Notemos de paso que aun las condiciones que han de ofrecernos los demás seres de la creación están en cierto modo sujetas a la influencia de la voluntad del hombre, porque éste puede, abusando de su libre actividad, impedir que se realicen. Tal sucede, por ejemplo, para no salir de los ya mencionados, cuando un malhechor, atando fuertemente la boca al infeliz que cae en sus manos, le priva de la respiración. De aquí nace la grande extensión del Derecho.

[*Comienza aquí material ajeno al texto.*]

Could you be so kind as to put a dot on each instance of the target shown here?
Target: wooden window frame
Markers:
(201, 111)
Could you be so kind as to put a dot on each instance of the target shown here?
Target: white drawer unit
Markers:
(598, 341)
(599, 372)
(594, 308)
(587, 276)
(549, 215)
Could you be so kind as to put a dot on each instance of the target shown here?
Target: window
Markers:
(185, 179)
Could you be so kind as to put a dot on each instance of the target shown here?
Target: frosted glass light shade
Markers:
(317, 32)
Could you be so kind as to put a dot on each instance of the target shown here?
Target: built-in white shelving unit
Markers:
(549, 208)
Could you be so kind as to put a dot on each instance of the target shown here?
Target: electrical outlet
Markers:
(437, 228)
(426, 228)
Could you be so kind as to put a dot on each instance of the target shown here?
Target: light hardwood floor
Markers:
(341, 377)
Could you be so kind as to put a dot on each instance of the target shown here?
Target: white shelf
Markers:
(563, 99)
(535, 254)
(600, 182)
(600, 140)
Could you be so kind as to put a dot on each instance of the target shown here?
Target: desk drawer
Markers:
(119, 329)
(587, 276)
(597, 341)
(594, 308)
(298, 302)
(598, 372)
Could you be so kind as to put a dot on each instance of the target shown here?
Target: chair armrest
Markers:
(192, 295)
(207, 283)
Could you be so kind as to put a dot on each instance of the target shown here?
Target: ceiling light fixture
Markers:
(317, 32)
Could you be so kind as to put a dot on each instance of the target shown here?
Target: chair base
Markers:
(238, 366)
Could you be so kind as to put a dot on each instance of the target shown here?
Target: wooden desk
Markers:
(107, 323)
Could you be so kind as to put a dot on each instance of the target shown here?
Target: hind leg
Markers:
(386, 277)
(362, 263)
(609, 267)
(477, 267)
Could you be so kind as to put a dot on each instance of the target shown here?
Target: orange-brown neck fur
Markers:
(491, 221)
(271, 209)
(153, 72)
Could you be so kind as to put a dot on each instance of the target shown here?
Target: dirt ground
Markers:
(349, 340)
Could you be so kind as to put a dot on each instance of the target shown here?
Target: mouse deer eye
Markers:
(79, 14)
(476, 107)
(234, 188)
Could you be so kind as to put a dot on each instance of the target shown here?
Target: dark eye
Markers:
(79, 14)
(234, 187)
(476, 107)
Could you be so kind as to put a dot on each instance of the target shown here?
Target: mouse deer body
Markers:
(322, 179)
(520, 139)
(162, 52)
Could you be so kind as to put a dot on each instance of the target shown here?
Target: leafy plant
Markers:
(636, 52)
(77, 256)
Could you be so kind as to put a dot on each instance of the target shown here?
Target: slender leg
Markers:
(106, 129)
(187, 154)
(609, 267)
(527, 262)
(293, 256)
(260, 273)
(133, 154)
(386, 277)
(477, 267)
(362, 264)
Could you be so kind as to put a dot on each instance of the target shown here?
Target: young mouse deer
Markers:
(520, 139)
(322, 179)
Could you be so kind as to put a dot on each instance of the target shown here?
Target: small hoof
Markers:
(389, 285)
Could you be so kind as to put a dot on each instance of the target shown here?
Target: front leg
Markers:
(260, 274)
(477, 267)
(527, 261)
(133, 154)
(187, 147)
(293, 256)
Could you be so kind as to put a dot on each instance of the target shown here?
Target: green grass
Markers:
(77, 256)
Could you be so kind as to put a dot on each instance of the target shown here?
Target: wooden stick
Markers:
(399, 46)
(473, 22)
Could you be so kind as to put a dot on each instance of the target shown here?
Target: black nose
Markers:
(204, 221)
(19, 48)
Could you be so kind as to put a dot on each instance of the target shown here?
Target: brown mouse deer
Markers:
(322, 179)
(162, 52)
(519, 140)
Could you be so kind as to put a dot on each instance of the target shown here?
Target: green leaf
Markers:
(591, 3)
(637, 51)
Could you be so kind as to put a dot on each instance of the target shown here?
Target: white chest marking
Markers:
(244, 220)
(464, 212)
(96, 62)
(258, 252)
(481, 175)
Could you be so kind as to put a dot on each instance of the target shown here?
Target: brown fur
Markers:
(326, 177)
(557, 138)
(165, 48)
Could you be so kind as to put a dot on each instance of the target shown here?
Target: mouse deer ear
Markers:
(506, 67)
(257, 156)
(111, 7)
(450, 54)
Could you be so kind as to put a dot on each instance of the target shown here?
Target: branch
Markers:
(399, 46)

Pero dejando esto aparte, hagámonos cargo de que la idea que de él hemos dado presupone otras cuatro: 1º, hombres en relación, es decir, sociedad; 2º, libre actividad en el hombre, puesto que puede dar o negar a otro las condiciones que necesita; 3º, deber de prestar estas condiciones atendiendo a las leyes de su naturaleza racional; 4°, un fin a cuyo cumplimiento le dirijan estas leyes.

 Podemos, por lo tanto, deducir de esta idea del Derecho que el hombre es un ser social, libre y moral, es decir, que se propone un objeto con sus acciones, objeto que no debe ser otro sino la conformidad de ellas al orden universal: la realización del bien. Tal es el verdadero destino del hombre sobre la tierra; la práctica del bien: máxima sublime, preconizada por nuestras creencias, única doctrina que eleva justamente la dignidad de la naturaleza humana: verdad cuya evidencia se revelaba aun en medio de las tinieblas del paganismo a las inteligencias privilegiadas, dictando los graves principios de Zenón, inspirando los sentenciosos enigmas de Pitágoras, presidiendo los sólidos raciocinios de Sócrates y encendiendo en los labios de Platón la elocuencia entusiasta de un espíritu que tiende su vuelo a las regiones de lo infinito.

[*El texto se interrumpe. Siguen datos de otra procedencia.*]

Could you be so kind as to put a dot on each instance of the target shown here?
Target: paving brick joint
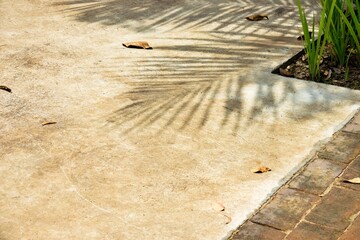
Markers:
(315, 203)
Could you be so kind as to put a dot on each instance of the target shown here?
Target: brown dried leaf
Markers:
(48, 123)
(285, 72)
(228, 219)
(262, 170)
(257, 17)
(5, 88)
(302, 37)
(219, 207)
(140, 44)
(354, 180)
(328, 74)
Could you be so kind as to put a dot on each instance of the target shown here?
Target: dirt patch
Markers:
(331, 73)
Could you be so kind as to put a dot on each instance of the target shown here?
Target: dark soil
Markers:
(330, 73)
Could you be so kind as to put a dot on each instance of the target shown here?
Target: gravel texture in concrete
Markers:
(151, 144)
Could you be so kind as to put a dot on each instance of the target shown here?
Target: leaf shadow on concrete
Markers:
(187, 85)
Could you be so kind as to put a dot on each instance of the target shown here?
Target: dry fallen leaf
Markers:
(354, 180)
(228, 219)
(48, 123)
(262, 170)
(327, 74)
(141, 44)
(219, 207)
(257, 17)
(285, 72)
(302, 37)
(5, 88)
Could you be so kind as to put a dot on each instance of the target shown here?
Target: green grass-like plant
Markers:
(353, 23)
(338, 36)
(314, 48)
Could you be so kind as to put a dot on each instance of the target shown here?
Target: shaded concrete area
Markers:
(149, 143)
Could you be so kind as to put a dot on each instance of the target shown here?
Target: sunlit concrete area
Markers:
(152, 144)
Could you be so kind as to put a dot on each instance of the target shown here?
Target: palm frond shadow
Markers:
(187, 85)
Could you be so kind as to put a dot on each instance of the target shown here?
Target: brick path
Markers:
(315, 204)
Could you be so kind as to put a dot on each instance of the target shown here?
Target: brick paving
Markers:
(316, 203)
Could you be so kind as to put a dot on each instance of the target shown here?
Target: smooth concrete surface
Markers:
(151, 144)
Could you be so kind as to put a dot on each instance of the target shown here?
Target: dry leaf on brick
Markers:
(5, 88)
(354, 180)
(262, 170)
(141, 44)
(257, 17)
(48, 123)
(285, 72)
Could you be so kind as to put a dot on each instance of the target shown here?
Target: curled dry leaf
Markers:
(262, 170)
(140, 44)
(302, 37)
(5, 88)
(228, 219)
(327, 73)
(257, 17)
(285, 72)
(48, 123)
(219, 207)
(354, 180)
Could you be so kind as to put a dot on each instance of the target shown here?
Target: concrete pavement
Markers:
(149, 144)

Una vez averiguada la regla de acción a que debe sujetarse el hombre, no podemos dudar de que, siguiéndola, alcanzará la perfección de que es susceptible, porque todo ser la consigue obedeciendo a las leyes de la naturaleza. Veamos, pues, cuál es esta perfección, este bien supremo, este fin último a que debemos aspirar.

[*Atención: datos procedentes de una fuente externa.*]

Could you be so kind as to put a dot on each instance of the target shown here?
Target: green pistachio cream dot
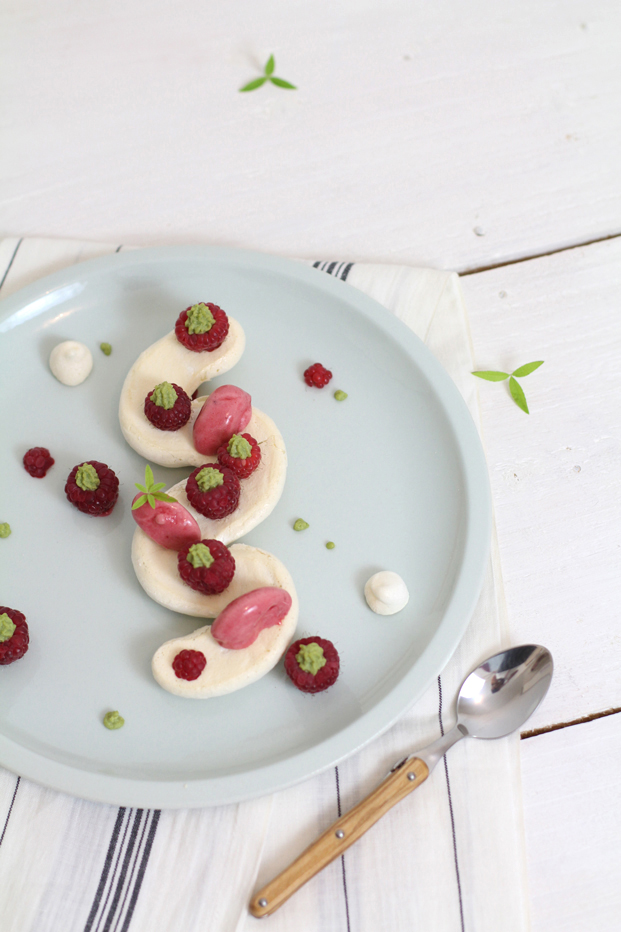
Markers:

La noción misma de la perfección nos indica que esta consiste para todo ser, en que sus facultades esenciales obtengan plenamente el objeto a que tienden; porque en otro caso le faltaría, para poder decirse perfecto, la distancia que aún pudieran aquellas recorrer: Ubi minus est perfectum dici, non potest, afirmaremos con San Jerónimo. Y siendo así que nuestra voluntad busca un bien sobre todo bien, nuestra inteligencia una verdad sobre toda verdad, y nuestra sensibilidad una belleza sobre toda belleza, aparece claramente que nuestras facultades obtendrán su objeto en la adhesión al ser que es por esencia bien, verdad y belleza, en la comprensión del Ser infinito, en la visión de Dios. Tal es, por consiguiente nuestro bien supremo; tal el fin último a que deben dirigirse todas nuestras aspiraciones.  Mas este fin no se realiza sobre la tierra. No tiene lugar sino en una vida ulterior, cuya existencia, atestiguada además por el estudio de la naturaleza del alma, por las tradiciones de todos los pueblos, por el asenso unánime de la humanidad, no es necesario detenerse a probar escribiendo para un pueblo donde todos hemos tenido aún la dicha de recibir estos conocimientos en el seno de una Religión que, revelada por la Verdad misma, encierra en sí los principios de toda sabiduría.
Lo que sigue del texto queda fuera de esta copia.